Monday, 16 July 2018: 11:15
Oral Presentation
Michael GROTHE-HAMMER, Helmut Schmidt University Hamburg, Germany
Sebastian KOHL, Uppsala University, Sweden
Organization-sociological works are said to have “largely disappeared” (Gorman 2014) from the sociological discourse. While from the 1950’s until around the year 2000 organizational sociology was perceived as “thriving” (Haveman 2000), recent assessments conclude that the discipline is “on the brink of irrelevance” (King 2017). From an empirical point of view, this development comes as a surprise. In fact, organizations have become more important in our society than ever before and have experienced drastic changes in recent decades. Society is nowadays filled with organizations (Perrow 1991), and the number of organizations is rising around the world (Bromley & Meyer 2015). Meanwhile, organizations increasingly morph into new forms, presenting scholars with new challenges, while “old organizational forms outlive their usefulness and eventually are replaced” (King 2017).

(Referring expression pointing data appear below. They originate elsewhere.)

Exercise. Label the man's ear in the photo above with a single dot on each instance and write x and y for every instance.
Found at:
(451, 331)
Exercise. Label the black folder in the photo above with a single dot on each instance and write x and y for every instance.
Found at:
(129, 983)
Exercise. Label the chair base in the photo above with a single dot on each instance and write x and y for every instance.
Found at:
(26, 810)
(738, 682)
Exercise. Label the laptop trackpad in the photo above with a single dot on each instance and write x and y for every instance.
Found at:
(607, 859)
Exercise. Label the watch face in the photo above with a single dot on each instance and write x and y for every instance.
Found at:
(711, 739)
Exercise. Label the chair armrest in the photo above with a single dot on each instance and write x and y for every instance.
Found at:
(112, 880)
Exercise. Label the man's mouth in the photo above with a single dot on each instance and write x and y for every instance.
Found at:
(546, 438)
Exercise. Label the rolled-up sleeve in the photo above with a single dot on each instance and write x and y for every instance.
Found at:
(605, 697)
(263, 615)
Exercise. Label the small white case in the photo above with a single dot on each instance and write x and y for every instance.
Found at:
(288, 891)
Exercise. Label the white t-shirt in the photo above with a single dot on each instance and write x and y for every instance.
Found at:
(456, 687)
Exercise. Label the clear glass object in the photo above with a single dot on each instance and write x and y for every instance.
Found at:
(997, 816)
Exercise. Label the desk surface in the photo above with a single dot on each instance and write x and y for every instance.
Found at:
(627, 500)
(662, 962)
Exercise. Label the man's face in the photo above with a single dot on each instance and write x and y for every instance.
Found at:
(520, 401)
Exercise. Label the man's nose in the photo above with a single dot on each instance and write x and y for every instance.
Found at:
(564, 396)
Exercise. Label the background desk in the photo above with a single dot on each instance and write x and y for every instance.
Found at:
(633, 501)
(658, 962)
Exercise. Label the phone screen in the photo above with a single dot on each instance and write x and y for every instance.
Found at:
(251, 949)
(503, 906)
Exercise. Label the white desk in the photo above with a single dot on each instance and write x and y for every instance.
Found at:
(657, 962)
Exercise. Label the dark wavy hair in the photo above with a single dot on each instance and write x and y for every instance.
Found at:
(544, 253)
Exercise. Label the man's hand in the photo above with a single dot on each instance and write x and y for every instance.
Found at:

Against this backdrop, we want to explore the current state of organizational sociology empirically. Building on a corpus of approximately 3000 research articles in six leading sociology journals since 1955, we will use both manual and semi-automated coding methods to assess the relevance of organizational sociology within sociology. Specifically, we will map the development of the relevance of organizational sociology within sociology from 1955 until today, using decennial steps with two consecutive years of each decade. We will also examine the prevalence of organization-related topics in sociological works as well as their use of theories, methods, and data. Our study will uncover dominant theory paradigms and methodologies as well as considered topics and issues. Thereby we will look at possible explanations for these developments. Our study will reveal to which degree existing assumptions about the development of organizational sociology are accurate. Therefore, we will unveil existing areas of high and low interest in organization-sociological research as well as promising future research agendas. To our knowledge, this is the first empirical study of this kind.